Protein interaction networks are a principal component of a systems level description of the cell. Network topology has been clearly linked to protein function, expression dynamics and other genomic features. In particular, recent studies emphasized the importance of a proteins degree (number of interaction partners) and the role degree hubs play in the network. However, most network studies thus far operate on a relatively high level of abstraction and treat all proteins as simple nodes and all interactions as simple edges, neglecting the structural and chemical aspects of each interaction.

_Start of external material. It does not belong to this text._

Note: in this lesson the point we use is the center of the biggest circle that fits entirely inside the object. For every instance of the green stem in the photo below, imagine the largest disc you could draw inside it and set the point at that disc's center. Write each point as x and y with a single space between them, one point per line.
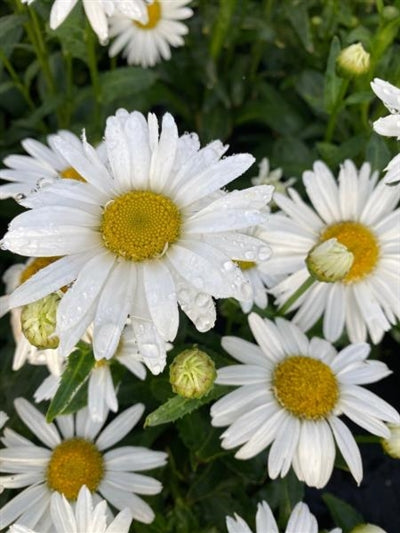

Here, we utilize atomic-resolution information from 3D protein structures to further characterize proteins and interactions in the network, thereby giving a chemical reality to nodes and edges. Having focused on direct, physical interactions only, we find that the resulting network topology shows marked differences to previously characterized network topologies and is much less dominated by hubs. Moreover, by differentiating between single-interface proteins and multi-interface proteins, we find that the relation of protein essentiality, expression correlation and a number of other genomic features with the degree is actually due to the number of interfaces, rather than the degree.
This differentiation also helps to resolve the current debate on the correlation between a proteins degree and its evolutionary rate, as only multi-interface hubs appear to evolve slower than the average protein. In fact, we can extend this result to show that a proteins evolutionary rate correlates best with the fraction of its surface involved in interactions. Finally, we show that current models of network evolution can only explain the topology of interactions sharing the same interface, while they fail to explain the growth of multi-interface proteins, and they likely need to be revisited. Since we only used a small fraction of the information contained in 3D structures, we can envisage a variety of immediate extensions, bringing a more structural and chemical understanding to protein networks.